While googleing about matrix inversion algorithms I found that there are several ways (and opinions!) about how to do this in code. I wondered which method is the fastest, or the one with the best performance, and trying to found that answer I found nothing.
I know that for some cases a pseudo-inverse can be computed (using SVD, cholevsky,...), I actually use some of those in my code, and I know that several times an inverse just doesn't exist, etc. It is easy to find an specific answer for an specific problem but not a general intuition for this big (HUGE!) problem that is matrix inversion.
So my question is:
What method is best in performance for small matrices? And in precision? What about big matrices?
My personal case is a 6x6 (EDIT:symetric) matrix that have to be inverted thousands of times (yes,yes, with different values) and I need high precision, but for sure speed would come really handy.
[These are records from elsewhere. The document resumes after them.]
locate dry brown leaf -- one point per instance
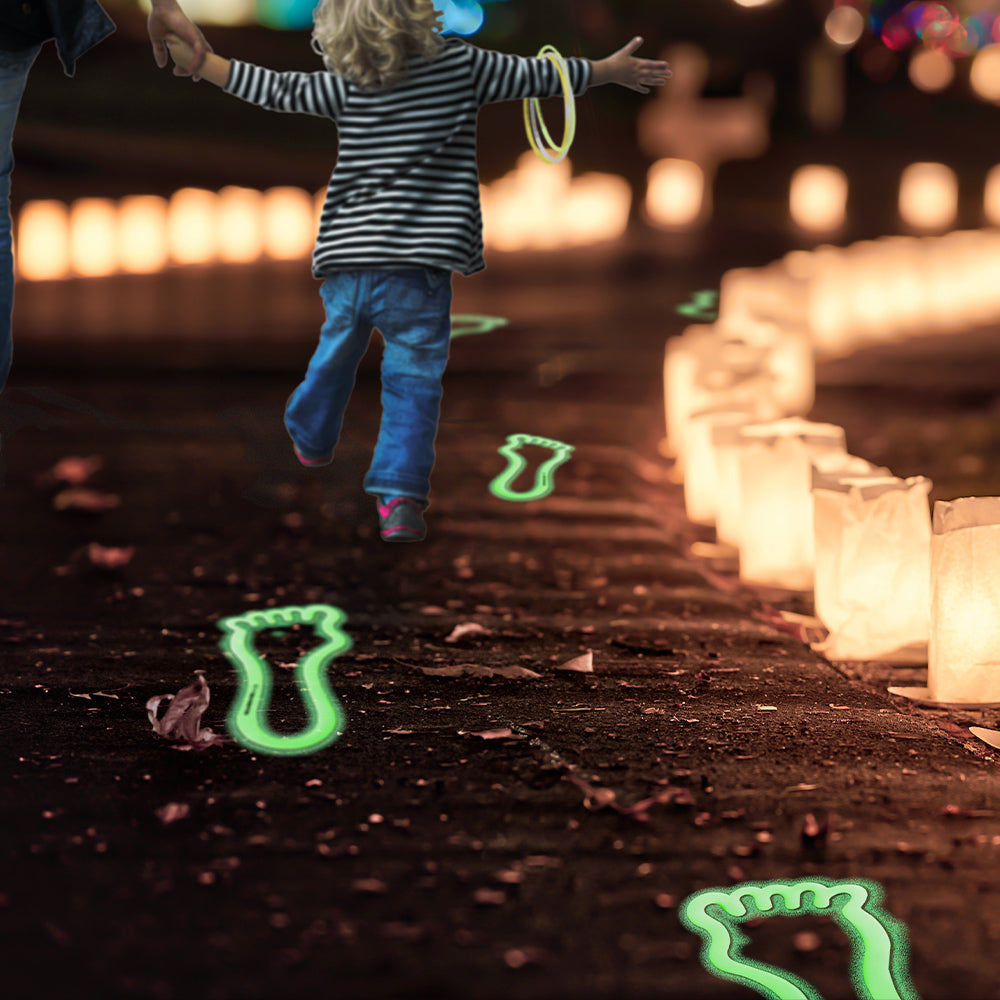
(109, 557)
(72, 470)
(476, 670)
(583, 664)
(78, 498)
(466, 628)
(182, 720)
(173, 811)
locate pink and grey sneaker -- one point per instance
(401, 520)
(312, 463)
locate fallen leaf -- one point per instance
(173, 811)
(182, 720)
(490, 897)
(109, 557)
(581, 664)
(466, 628)
(73, 470)
(373, 886)
(476, 670)
(77, 498)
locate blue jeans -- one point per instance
(412, 309)
(14, 68)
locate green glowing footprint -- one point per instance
(465, 325)
(701, 307)
(500, 487)
(247, 720)
(879, 953)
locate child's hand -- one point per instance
(182, 53)
(636, 74)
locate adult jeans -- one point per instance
(411, 307)
(14, 68)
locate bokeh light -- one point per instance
(43, 240)
(240, 221)
(142, 234)
(928, 196)
(92, 250)
(939, 25)
(818, 198)
(461, 17)
(931, 71)
(191, 229)
(675, 193)
(984, 76)
(991, 197)
(844, 26)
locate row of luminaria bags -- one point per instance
(890, 583)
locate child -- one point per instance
(402, 212)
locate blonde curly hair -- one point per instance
(368, 42)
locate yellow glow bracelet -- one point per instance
(533, 116)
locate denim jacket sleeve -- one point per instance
(78, 25)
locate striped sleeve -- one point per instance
(320, 94)
(500, 77)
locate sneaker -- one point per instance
(401, 520)
(312, 462)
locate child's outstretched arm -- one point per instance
(624, 69)
(319, 94)
(213, 68)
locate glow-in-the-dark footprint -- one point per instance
(702, 306)
(466, 325)
(879, 950)
(247, 720)
(500, 487)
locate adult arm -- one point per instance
(167, 18)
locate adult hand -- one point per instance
(167, 18)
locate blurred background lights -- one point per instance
(984, 75)
(928, 196)
(92, 250)
(931, 71)
(287, 14)
(43, 240)
(818, 198)
(956, 29)
(991, 197)
(461, 17)
(222, 12)
(191, 226)
(142, 234)
(675, 193)
(844, 26)
(288, 228)
(240, 221)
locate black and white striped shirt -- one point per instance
(405, 191)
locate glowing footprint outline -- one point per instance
(253, 693)
(475, 323)
(500, 486)
(879, 949)
(703, 306)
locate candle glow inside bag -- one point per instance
(873, 549)
(964, 655)
(702, 487)
(776, 521)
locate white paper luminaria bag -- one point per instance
(873, 553)
(964, 655)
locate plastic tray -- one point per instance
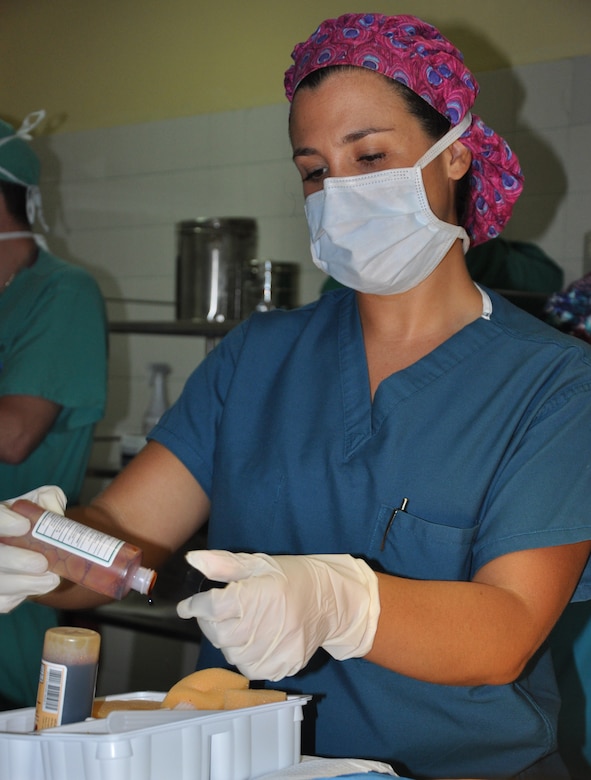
(202, 745)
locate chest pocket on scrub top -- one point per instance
(416, 548)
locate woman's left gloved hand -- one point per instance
(278, 610)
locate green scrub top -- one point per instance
(53, 344)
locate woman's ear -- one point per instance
(459, 161)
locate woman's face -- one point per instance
(353, 123)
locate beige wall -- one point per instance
(119, 62)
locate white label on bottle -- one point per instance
(50, 695)
(74, 537)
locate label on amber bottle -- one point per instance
(50, 695)
(74, 537)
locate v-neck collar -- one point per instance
(362, 417)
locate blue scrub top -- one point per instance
(483, 436)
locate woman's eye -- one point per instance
(368, 159)
(316, 174)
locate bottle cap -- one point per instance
(143, 580)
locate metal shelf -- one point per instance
(175, 327)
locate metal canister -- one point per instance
(213, 254)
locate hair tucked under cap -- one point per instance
(415, 53)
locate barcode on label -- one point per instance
(53, 688)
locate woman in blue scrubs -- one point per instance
(392, 473)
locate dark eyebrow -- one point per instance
(350, 138)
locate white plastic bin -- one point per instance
(206, 745)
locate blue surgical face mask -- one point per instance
(377, 233)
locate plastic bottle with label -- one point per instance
(67, 679)
(83, 555)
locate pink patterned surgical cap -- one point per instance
(415, 53)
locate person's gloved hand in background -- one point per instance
(278, 610)
(24, 573)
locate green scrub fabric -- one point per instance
(53, 344)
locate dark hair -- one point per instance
(433, 123)
(15, 197)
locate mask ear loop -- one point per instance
(445, 141)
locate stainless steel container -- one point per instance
(213, 254)
(270, 284)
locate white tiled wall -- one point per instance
(113, 198)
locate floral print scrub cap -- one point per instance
(416, 54)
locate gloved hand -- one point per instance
(24, 573)
(278, 610)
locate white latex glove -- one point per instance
(278, 610)
(24, 573)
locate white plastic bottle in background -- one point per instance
(159, 400)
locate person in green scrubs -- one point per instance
(53, 370)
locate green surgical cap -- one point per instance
(18, 162)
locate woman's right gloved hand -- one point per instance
(23, 573)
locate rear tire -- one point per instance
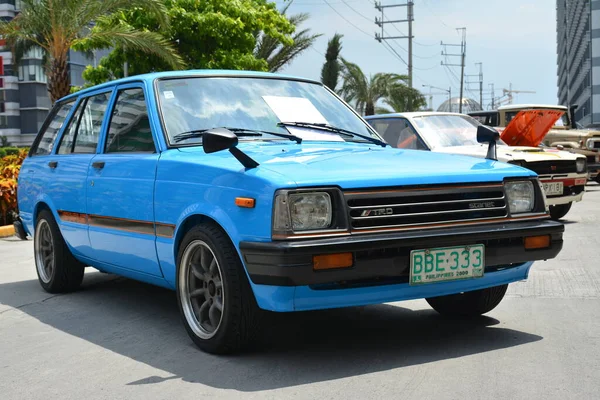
(469, 304)
(559, 211)
(58, 271)
(215, 300)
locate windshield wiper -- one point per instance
(248, 132)
(197, 133)
(331, 128)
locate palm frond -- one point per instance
(123, 35)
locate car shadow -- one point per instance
(142, 322)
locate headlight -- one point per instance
(520, 195)
(304, 211)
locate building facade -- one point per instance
(24, 98)
(578, 49)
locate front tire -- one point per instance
(217, 305)
(559, 211)
(58, 271)
(469, 304)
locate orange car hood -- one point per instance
(529, 127)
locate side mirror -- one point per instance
(219, 139)
(485, 134)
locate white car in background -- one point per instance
(562, 174)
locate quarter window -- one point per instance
(82, 134)
(129, 129)
(46, 142)
(90, 123)
(68, 138)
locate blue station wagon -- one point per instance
(247, 191)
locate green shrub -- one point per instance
(11, 151)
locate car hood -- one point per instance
(509, 153)
(361, 166)
(529, 127)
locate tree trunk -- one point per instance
(59, 80)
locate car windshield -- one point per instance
(260, 104)
(447, 130)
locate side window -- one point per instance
(46, 142)
(129, 129)
(68, 138)
(90, 123)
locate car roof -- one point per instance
(519, 106)
(150, 77)
(412, 114)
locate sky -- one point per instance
(514, 40)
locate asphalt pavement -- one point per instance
(120, 339)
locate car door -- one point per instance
(67, 183)
(37, 171)
(121, 187)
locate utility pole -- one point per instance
(449, 91)
(480, 84)
(462, 55)
(409, 18)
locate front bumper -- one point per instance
(382, 259)
(593, 170)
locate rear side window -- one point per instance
(46, 142)
(83, 131)
(129, 129)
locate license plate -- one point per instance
(446, 264)
(553, 188)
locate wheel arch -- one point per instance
(188, 223)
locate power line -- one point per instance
(409, 18)
(345, 19)
(356, 12)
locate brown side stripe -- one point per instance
(123, 224)
(69, 216)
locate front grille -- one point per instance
(552, 167)
(424, 206)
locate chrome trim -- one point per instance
(447, 221)
(428, 203)
(432, 213)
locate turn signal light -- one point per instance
(331, 261)
(245, 202)
(537, 242)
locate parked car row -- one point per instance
(246, 191)
(563, 134)
(563, 174)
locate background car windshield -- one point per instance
(253, 103)
(447, 130)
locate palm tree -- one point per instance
(331, 69)
(366, 92)
(56, 26)
(278, 55)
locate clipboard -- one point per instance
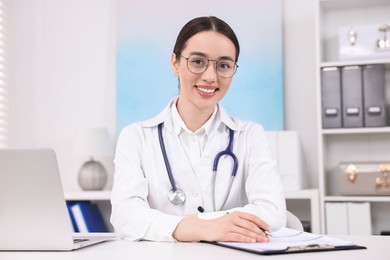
(290, 241)
(292, 249)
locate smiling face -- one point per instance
(202, 91)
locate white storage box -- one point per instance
(286, 148)
(364, 42)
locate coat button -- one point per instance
(195, 193)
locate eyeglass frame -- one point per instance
(208, 62)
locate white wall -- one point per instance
(300, 79)
(64, 75)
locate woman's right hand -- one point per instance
(234, 227)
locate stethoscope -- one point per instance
(176, 195)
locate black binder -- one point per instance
(331, 97)
(290, 241)
(374, 95)
(352, 98)
(291, 250)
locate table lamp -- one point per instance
(93, 142)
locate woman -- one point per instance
(164, 185)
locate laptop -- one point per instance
(33, 211)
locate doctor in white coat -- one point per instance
(165, 188)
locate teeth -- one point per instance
(206, 90)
Note that I am not looking for code, I will code myself whatever answer fits most to my case, but I think this is a question that lots of programmers would like to know.
There is not simple answer. Make sure that you've read and understood this article.
For 2x2 matrices computing the inverse can be done with a simple formular involving the determinant. But for anything larger I would prefer factorizations, for example a pivoted LU factorization. If you're concerned about performance and deal with large sparse matrices, an iterative solver might be appropriate. Alternativly you can try MUMPS (multifrontal massivly parallel solver) and measure the performance. The problem with iterative solvers is that their speed of convergence heavily depends on the condition of the inverse problem and whether you find good preconditioners.
Perhaps you should start with the Eigen library and try pivoted LU factorizations first.